A journey of this type of difficulty, going into the centre of London during very busy times for the transport system and then going out again to be able to get to the school, that difficulty of journey might well have been appropriate or manageable for a very short period of time; it becomes potentially less manageable and less appropriate as time goes on, and if it is intended that children are going to have that journey for a number of years, as they are starting at and then developing through their primary school years, then there needed to be express consideration of the difficulties, or potential difficulties, in relation to that, express consideration as to whether that was something that needed to be thought about further and they needed to be safeguarded in relation to the problems associated with that, both in terms of their development and in terms of their ability to have a fulfilling life within and without school as well, and I think the reviewer failed in that regard.
The decision on s.193 suitability is surely right. There can be no separate subcategory of ‘temporary accommodation’. The ‘length of time’ being a factor in assessing suitability will remain contentious, I suspect. It appears that in this case, it was envisaged by the council that the appellant may be in the accommodation for years (as per the Nzolameso discussion), and it is hard to see how the stay being conceived of as ‘temporary’ can make any meaningful difference to suitability when the period involved is so long. A stay for a matter of days or weeks, perhaps, but not a year or more.
The regard to children point is worth attention. This is only a County Court appeal, not Court of Appeal, but it strikes me as setting out the consequences of the need to have regard to the children clearly and effectively. And as the number of out of borough/cross London accommodation placements continues to rise, faster than ever, this is significant.

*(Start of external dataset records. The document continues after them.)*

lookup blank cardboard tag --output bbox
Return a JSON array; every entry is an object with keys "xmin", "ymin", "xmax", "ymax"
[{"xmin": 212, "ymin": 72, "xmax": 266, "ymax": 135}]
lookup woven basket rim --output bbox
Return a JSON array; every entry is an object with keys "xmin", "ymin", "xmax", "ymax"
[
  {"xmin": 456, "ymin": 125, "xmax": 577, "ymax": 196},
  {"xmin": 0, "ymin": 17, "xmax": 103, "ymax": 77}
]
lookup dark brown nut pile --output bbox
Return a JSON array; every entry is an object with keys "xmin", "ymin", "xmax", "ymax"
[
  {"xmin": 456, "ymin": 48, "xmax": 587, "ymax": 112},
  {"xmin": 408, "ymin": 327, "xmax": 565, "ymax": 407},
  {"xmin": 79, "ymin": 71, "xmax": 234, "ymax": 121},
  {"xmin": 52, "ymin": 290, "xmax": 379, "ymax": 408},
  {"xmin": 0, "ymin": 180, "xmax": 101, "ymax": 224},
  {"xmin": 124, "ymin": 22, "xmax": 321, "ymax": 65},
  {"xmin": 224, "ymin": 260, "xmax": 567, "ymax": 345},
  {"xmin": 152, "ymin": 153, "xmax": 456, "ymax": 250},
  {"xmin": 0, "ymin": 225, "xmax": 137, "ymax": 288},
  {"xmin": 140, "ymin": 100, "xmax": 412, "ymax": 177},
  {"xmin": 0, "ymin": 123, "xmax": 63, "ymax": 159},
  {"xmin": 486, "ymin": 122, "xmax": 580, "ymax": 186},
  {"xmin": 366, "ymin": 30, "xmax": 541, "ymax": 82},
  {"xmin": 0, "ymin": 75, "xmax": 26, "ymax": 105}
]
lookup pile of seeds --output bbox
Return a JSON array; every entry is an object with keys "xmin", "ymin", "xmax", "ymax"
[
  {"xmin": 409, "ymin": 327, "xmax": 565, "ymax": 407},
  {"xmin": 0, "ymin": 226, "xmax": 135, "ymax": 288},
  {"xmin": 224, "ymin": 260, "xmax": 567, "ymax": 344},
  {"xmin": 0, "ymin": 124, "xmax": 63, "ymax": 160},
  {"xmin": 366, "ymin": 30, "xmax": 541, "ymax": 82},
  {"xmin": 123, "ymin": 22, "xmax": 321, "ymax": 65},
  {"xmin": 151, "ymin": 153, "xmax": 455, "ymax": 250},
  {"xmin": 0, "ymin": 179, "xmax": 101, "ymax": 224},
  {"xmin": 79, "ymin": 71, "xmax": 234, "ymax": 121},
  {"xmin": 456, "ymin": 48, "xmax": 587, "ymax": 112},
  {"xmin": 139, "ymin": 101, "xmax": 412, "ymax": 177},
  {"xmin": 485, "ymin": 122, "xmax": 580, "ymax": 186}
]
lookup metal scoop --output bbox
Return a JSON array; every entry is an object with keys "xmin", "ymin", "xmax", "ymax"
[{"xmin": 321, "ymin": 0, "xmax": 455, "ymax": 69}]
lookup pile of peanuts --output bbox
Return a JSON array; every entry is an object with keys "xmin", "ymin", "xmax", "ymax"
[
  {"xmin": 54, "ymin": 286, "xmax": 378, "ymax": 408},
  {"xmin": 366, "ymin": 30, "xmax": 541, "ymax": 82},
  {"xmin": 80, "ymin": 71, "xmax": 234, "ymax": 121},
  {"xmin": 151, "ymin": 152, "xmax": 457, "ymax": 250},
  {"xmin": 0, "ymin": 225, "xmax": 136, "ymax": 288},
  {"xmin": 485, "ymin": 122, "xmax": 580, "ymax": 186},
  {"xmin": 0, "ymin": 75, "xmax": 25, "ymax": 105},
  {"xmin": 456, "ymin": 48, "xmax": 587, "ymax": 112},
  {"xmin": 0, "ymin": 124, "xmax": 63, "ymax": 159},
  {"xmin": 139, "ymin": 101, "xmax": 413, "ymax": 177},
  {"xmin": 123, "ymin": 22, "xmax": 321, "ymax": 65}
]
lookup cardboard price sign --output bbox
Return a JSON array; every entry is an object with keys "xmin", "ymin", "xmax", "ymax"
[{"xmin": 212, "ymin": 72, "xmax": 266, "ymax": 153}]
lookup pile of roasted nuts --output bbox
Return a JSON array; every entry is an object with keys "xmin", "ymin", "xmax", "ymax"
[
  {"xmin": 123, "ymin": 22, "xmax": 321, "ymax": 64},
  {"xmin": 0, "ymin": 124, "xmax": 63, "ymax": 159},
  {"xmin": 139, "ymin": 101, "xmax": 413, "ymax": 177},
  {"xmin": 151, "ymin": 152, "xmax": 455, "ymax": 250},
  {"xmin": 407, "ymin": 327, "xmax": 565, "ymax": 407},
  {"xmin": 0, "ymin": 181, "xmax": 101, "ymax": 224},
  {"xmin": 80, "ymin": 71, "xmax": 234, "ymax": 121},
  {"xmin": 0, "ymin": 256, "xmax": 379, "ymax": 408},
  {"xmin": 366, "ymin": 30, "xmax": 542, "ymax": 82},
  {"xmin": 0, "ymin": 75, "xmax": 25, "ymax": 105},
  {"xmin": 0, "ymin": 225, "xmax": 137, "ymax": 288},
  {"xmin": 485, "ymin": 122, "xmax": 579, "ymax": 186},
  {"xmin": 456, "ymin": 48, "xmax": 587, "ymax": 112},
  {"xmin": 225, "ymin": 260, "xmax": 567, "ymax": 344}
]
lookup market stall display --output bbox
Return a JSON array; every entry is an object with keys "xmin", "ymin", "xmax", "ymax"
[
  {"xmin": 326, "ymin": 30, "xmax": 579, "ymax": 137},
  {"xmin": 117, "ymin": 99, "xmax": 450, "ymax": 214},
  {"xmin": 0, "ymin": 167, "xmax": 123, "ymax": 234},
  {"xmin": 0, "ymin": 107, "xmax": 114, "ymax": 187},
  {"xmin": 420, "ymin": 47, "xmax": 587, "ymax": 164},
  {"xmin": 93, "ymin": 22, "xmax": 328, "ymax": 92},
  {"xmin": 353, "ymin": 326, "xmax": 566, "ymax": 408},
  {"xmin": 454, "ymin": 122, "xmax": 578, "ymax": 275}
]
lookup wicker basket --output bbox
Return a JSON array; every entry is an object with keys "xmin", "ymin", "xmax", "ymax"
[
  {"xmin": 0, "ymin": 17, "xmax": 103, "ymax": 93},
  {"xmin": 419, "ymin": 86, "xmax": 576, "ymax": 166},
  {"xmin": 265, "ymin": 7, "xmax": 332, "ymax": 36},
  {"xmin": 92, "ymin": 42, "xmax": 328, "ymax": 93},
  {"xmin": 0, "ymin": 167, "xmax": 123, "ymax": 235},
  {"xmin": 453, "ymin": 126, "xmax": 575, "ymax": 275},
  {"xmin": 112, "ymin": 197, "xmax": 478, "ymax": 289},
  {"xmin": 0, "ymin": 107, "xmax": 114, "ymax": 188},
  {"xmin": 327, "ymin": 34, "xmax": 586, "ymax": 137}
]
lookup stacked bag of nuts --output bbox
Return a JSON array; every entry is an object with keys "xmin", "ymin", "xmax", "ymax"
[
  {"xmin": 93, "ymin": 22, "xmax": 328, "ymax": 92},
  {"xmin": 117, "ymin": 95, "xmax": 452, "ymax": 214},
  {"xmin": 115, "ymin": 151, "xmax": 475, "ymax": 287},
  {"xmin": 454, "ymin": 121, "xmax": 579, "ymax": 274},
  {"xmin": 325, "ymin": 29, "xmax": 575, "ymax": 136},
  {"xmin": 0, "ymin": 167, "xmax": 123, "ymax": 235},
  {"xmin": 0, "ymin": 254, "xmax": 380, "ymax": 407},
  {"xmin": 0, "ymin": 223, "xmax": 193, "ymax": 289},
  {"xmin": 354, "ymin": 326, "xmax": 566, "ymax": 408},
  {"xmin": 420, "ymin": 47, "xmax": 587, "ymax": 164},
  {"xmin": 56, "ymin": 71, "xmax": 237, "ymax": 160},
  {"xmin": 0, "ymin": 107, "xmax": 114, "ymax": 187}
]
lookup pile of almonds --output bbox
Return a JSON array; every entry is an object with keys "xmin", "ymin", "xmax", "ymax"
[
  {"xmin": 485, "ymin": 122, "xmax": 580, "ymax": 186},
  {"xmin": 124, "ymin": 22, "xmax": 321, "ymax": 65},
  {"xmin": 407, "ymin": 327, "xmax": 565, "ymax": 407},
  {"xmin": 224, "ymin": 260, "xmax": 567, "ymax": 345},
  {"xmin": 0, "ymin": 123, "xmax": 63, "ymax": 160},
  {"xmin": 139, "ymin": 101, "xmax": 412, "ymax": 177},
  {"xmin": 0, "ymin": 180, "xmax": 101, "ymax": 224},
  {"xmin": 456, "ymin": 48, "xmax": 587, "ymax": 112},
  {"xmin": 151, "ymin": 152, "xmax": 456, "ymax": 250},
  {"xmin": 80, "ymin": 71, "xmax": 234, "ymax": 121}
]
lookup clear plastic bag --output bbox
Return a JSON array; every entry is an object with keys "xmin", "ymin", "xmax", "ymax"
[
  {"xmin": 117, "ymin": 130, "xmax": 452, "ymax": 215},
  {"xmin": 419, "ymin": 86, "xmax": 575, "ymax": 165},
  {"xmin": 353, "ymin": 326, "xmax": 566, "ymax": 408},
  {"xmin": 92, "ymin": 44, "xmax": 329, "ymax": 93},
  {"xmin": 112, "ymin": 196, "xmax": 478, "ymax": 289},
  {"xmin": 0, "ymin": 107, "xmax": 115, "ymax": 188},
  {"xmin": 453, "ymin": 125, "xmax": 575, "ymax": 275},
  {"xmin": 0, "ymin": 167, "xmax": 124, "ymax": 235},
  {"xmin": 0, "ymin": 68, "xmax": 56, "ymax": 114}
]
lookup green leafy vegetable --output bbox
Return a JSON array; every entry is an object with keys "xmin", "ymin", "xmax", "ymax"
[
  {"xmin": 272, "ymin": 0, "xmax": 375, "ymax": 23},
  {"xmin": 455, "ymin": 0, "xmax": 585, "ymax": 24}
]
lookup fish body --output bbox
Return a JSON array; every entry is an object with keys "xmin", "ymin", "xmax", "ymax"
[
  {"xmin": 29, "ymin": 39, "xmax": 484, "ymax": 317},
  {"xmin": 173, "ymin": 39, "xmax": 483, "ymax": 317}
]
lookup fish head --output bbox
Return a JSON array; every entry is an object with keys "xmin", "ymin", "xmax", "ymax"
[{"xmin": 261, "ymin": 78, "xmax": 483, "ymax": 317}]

In this instance, the travel time to the childrens’ school was simply not addressed in relation to its impact on the children. This review decision is far from alone in that.
Nor, I would suggest, would a simple assertion that the children could move school to the area of the accommodation suffice, not without an investigation of the availability of places, and any other support that might be in place. Review letters simply stating ‘they’ve got schools in Birmingham’ with nothing more (yes, these exist) would surely not meet the due regard to the needs of children test.
May I also say that it is a pleasure to see the Circuit Judge, HHJ Parfitt, spend considerable care to make the judgment as clear and comprehensible as possible to the appellant, who was there, and also to give the outcome at the start rather than make her wait. While explaining the intricacies of s.193 obligations might, in the end, be impossible to put wholly in lay terms, the judgment strikes me as a model of clarity and decency in the way it is expressed. There should very definitely be more of this.